Увидел я его скоро, едва поднявшись из ущелья. Он лежал у ног широкоплечего детины, а тот стаскивал с него браслеты. Наверно, его ударили сзади – он даже не крикнул, возле грабителя на земле лежала дубинка. Дексий чуть шевельнулся, он был еще жив. Я вспомнил, как спасал его от быка, и теперь опять из-за меня он попал в беду!.. Я собирался спуститься за копьем, – но детина взял уже все, что ему было надо, и покатил Дексия к утесу. Кромка дороги там совсем рядом.

Я закричал:

– Стой! Оставь его!

Человек поднял голову. Он был широк и красен, с толстой шеей, а борода лопатой... Увидел меня – захохотал и пнул Дексия ногой. Я карабкался по скалам, как мог, но идти по ним было трудно, медленно получалось... "Оставь его в покое!" – кричу опять; и слышу – голос сорвался, как в детстве бывало, когда ломался голос... Детина упер руки в боки и заревел от восторга:

– Откуда вы взялись, кудряшки золотые? Ты кто – подружка его, что ли? Или, может, он тебе вместо подружки?.. – Он добавил еще какую-то грязь; довольный стоит, хохочет... и посреди этого смеха – толкает Дексия с утеса ногой. Я слышал, как он закричал – и смолк.

Ненависть и ярость!..

Я больше ничего не весил; ненависть и ярость наполнили все мое тело, несли меня, будто крылья, там где я только что не смог бы пройти... Наверно, даже волосы стояли на мне дыбом, как грива Царя Коней, когда тот шел в бой... Я несся к нему, не чуя земли под собой, а он стоял там и ждал, из его открытой пасти все еще хлестал тот хохот... Когда я был совсем уже близко тогда только он замолчал.

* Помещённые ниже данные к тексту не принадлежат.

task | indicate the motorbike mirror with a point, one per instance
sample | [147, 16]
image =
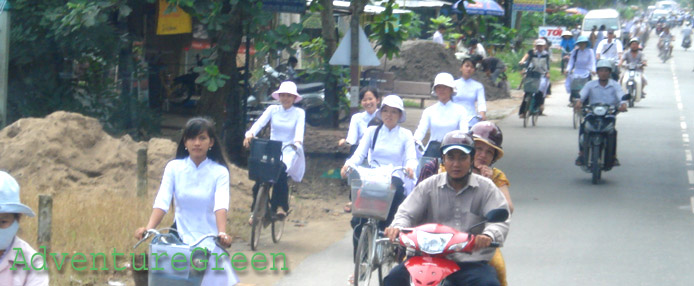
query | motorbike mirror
[497, 215]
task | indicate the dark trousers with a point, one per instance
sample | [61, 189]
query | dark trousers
[539, 100]
[280, 192]
[357, 223]
[610, 148]
[470, 274]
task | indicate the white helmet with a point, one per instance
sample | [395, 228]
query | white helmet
[444, 79]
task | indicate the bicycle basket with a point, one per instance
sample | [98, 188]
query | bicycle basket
[371, 199]
[577, 83]
[164, 271]
[531, 85]
[265, 160]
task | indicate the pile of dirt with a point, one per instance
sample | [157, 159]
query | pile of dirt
[421, 60]
[70, 151]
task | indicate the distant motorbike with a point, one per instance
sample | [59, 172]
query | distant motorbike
[665, 50]
[429, 245]
[598, 124]
[687, 42]
[632, 82]
[313, 101]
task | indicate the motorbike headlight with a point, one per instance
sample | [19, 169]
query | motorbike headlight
[600, 110]
[433, 243]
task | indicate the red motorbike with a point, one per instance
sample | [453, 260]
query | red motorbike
[428, 245]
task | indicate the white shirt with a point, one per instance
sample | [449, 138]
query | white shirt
[613, 52]
[438, 37]
[286, 125]
[440, 119]
[198, 192]
[357, 126]
[468, 92]
[584, 64]
[393, 147]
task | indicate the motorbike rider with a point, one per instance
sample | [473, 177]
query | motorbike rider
[386, 144]
[442, 117]
[666, 35]
[634, 55]
[567, 45]
[581, 64]
[537, 61]
[457, 198]
[686, 35]
[610, 49]
[603, 90]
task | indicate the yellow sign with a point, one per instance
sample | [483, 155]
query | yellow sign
[175, 22]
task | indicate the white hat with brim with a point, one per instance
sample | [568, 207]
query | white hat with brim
[9, 196]
[287, 87]
[393, 101]
[465, 149]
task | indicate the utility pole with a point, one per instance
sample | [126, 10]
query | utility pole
[356, 7]
[4, 58]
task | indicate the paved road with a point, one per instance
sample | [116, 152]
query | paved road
[635, 228]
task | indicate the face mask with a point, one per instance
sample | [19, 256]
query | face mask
[7, 235]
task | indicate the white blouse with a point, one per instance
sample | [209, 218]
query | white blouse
[286, 125]
[357, 126]
[198, 192]
[440, 119]
[393, 147]
[468, 92]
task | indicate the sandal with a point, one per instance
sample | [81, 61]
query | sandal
[348, 207]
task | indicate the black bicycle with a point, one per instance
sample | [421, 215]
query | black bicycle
[264, 167]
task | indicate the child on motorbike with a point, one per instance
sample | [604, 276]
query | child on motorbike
[11, 212]
[198, 181]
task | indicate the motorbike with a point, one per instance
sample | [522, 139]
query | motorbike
[632, 82]
[665, 50]
[313, 94]
[687, 42]
[429, 245]
[598, 124]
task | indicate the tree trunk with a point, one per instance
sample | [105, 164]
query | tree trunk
[225, 105]
[328, 33]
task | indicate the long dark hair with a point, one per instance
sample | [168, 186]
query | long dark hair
[193, 128]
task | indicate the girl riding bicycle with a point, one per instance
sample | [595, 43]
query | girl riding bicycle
[198, 181]
[287, 124]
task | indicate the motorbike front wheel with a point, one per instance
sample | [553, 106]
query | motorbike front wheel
[595, 163]
[363, 263]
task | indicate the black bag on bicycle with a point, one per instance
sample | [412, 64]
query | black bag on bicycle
[265, 160]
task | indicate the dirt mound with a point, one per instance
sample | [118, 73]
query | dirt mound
[421, 60]
[69, 151]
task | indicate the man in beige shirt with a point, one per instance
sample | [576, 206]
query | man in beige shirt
[459, 199]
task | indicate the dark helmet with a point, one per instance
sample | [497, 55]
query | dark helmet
[489, 133]
[459, 140]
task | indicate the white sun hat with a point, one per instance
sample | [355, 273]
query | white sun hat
[9, 196]
[287, 87]
[444, 79]
[393, 101]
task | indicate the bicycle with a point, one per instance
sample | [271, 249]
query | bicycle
[372, 197]
[166, 271]
[265, 165]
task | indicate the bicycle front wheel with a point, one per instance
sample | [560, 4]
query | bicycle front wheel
[259, 210]
[363, 264]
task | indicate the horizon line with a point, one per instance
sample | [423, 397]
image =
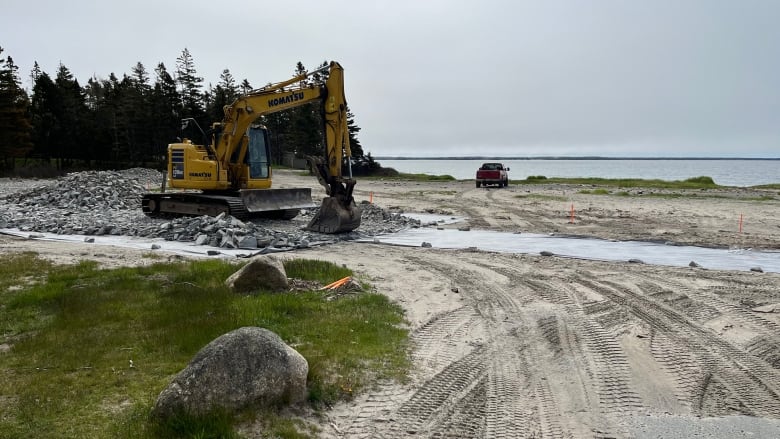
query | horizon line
[566, 158]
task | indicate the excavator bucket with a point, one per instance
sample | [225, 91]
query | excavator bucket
[272, 200]
[334, 217]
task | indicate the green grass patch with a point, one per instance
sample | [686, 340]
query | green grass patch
[703, 182]
[92, 348]
[599, 191]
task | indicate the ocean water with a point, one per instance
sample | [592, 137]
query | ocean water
[724, 172]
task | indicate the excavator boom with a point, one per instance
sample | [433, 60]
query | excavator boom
[233, 172]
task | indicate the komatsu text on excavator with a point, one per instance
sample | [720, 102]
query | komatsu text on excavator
[233, 173]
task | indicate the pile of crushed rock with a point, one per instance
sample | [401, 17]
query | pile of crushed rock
[96, 203]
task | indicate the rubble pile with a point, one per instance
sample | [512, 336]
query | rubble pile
[108, 203]
[116, 190]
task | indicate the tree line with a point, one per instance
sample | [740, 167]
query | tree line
[129, 121]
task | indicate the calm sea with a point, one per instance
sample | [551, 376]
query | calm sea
[724, 172]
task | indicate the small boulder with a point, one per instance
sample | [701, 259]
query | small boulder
[247, 367]
[262, 272]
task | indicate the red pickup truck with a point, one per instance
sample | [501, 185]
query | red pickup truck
[492, 173]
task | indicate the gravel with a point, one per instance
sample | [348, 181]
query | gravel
[94, 203]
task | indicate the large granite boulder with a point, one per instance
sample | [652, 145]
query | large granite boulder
[262, 272]
[246, 367]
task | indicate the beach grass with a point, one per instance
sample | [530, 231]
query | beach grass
[87, 350]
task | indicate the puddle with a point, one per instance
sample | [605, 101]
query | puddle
[581, 248]
[527, 243]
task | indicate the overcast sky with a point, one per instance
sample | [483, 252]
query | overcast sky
[629, 78]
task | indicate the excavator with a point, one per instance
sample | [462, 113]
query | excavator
[232, 173]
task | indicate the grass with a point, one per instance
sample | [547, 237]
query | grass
[92, 348]
[599, 191]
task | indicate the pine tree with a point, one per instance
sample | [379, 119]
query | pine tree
[225, 93]
[42, 115]
[69, 135]
[15, 126]
[191, 85]
[165, 107]
[354, 143]
[245, 86]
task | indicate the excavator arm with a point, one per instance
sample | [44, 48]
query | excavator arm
[337, 212]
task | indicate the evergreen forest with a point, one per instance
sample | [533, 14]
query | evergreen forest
[128, 121]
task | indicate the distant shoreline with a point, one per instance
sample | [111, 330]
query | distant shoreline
[573, 158]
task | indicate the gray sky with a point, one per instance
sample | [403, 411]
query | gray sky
[454, 77]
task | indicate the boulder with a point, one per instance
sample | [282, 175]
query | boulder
[248, 367]
[262, 272]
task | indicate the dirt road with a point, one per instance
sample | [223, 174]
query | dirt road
[529, 346]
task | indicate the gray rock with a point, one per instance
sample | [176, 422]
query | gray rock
[248, 367]
[261, 273]
[108, 203]
[248, 241]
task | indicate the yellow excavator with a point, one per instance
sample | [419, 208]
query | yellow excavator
[233, 173]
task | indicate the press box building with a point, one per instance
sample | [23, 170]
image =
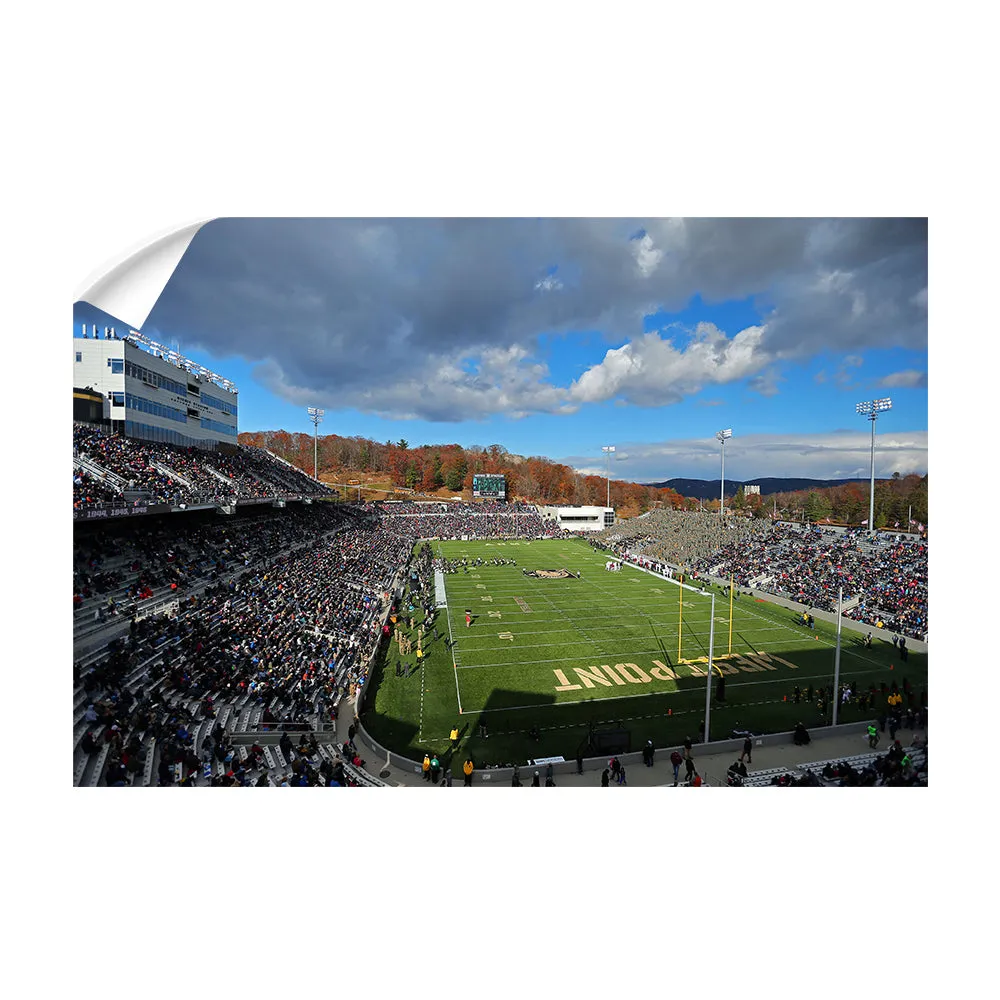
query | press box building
[154, 393]
[579, 518]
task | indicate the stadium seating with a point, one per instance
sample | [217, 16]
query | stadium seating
[113, 469]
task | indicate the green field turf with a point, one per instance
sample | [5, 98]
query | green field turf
[562, 655]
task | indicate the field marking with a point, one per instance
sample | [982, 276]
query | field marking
[790, 678]
[454, 656]
[617, 641]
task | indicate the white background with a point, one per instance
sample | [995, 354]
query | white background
[126, 120]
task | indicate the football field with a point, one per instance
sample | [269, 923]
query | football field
[560, 654]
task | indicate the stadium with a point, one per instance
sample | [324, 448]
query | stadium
[239, 623]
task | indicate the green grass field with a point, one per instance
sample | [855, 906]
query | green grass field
[562, 655]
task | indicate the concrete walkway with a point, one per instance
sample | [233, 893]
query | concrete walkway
[710, 763]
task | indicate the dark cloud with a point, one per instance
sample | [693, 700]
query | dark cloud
[332, 309]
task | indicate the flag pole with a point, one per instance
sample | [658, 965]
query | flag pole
[836, 660]
[680, 614]
[708, 685]
[730, 612]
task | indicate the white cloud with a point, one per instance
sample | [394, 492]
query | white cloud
[647, 256]
[835, 455]
[905, 380]
[356, 312]
[651, 371]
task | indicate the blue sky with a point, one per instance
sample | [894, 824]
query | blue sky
[553, 337]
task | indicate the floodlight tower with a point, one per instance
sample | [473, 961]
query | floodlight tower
[608, 449]
[872, 409]
[722, 436]
[315, 415]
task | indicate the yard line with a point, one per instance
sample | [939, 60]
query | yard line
[454, 655]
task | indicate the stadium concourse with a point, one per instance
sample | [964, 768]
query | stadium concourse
[231, 650]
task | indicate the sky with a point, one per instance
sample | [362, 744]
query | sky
[555, 337]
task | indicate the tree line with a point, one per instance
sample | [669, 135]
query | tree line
[429, 468]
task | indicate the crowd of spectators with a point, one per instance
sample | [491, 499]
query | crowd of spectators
[452, 519]
[123, 558]
[288, 636]
[884, 578]
[665, 536]
[168, 473]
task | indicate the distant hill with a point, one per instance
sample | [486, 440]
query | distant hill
[708, 489]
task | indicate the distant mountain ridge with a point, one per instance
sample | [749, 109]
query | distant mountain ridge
[708, 489]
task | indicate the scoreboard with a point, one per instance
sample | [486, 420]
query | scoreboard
[492, 486]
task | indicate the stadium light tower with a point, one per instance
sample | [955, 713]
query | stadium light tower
[608, 449]
[872, 409]
[722, 436]
[316, 415]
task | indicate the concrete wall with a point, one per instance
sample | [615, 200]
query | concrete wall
[502, 775]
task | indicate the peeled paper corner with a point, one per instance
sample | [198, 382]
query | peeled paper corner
[130, 286]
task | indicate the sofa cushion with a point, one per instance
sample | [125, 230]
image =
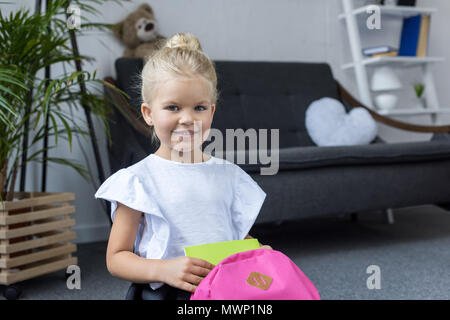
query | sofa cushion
[376, 153]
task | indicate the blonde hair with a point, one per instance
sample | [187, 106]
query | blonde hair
[181, 56]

Потом я нашел на себе следы его зубов и ногтей, а в тот момент не чувствовал ничего. Только успел сообразить, что он не борец, раз понадеялся на дубинку. Когда он собрался меня душить, я захватил его руку и бросил через себя. Теперь он лежал передо мной – как раньше Дексий перед ним ошеломленный, голова висит с обрыва – уже готов... Он, наверно, так и не сообразил что к чему, пока не полетел вниз. Тогда он снова раскрыл рот, но уже не смеялся больше: у кромки воды там большой круглый валун, вроде черепахи, – об него он и расколол себе череп. Как раз в том месте утес высок.

Я пошел посмотреть, что с Дексием. Он лежал мертвый поперек острой скалы, торчавшей из воды; море шевелило его белую тунику и каштановые волосы... Я спустился к нему по обрыву, сколько мог, и бросил на него земли, чтоб он мог отправиться в свой путь. Пообещал, что, как только смогу, принесу ему жертву... Одну, которая нужней всего убитому, я уже принес.

Я кормил коней и запрягал их – и сравнивал свою неуклюжесть с его отточенным искусством... Поднялся на колесницу, подобрал вожжи и ощутил, что значит остаться одному.